Adossée à ma droite dans le lit, Léa pianotait sur son téléphone, me laissant plongée dans mon dilemme, quand mon oncle frappa à la porte. Il s’assit à côté de moi, les mains jointes et dit à voix basse :

— Merci de n’avoir rien dit à Valérie.

Sortant de mes pensées, mon cerveau pédalant dans la semoule en réalisant que Geisha avait eu raison, je dis :

— Je ne savais pas si elle savait.

— Quand je pense à tout le foin que ta mère a fait pour ne pas que tu le saches, et que c’est elle qui te l’a dit.

— Attends, balbutia Léa. Attends ! T’es en train de me dire que ce qu’Anh a dit, cc n’était pas un truc bidon pour cacher ta rupture avec Jason Statham ?

— T’es sortie avec Jason Statham ? s’étonna mon oncle.

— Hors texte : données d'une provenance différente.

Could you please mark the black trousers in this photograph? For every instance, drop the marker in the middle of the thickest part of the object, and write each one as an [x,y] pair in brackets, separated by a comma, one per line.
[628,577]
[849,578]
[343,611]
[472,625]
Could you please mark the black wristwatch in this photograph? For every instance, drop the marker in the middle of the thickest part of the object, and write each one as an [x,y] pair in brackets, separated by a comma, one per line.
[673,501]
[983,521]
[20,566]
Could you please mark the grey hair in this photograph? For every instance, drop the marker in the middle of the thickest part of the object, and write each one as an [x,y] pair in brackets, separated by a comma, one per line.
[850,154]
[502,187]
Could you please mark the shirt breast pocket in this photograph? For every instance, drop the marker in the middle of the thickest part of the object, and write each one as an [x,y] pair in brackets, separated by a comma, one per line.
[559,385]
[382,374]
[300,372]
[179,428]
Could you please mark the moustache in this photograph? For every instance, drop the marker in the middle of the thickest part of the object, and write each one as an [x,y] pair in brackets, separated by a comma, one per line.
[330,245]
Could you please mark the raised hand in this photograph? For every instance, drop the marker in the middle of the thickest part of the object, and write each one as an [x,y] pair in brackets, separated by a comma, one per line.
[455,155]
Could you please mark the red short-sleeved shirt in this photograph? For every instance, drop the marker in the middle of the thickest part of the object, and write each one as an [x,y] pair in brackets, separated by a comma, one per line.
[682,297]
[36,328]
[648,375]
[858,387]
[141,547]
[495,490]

— Oh ! Ne détourne pas le sujet ! Papa !

Mon oncle se tut. Léa sourit :

— J’ai une sœur ? T’es ma sœur ?

Je lui souris et elle se jeta dans mes bras. Mon cerveau faisait des boucles dans mon crâne, incapable de savoir comment prendre la nouvelle. J’aimais beaucoup mon oncle, c’était plutôt une bonne nouvelle. Mais mon réseau neuronal semblait saturé, comme la rocade un vendredi soir. Léa ajouta :

— Je le savais ! Je le savais ! Quand je pense que tu nous as dit tout l’inverse quand on t’avait demandé !

Mon oncle opina d’un air contrit.

— Erreur de jeunesse… enfin erreur. Je suis très fier de ma nièce, et puis j’ai tout fait pour qu’on se voie souvent. Vous vous êtes tellement bien entendues, que j’en ai profité plus que ne me l’avait laissé espérer Agathe. Pas trop déçue ?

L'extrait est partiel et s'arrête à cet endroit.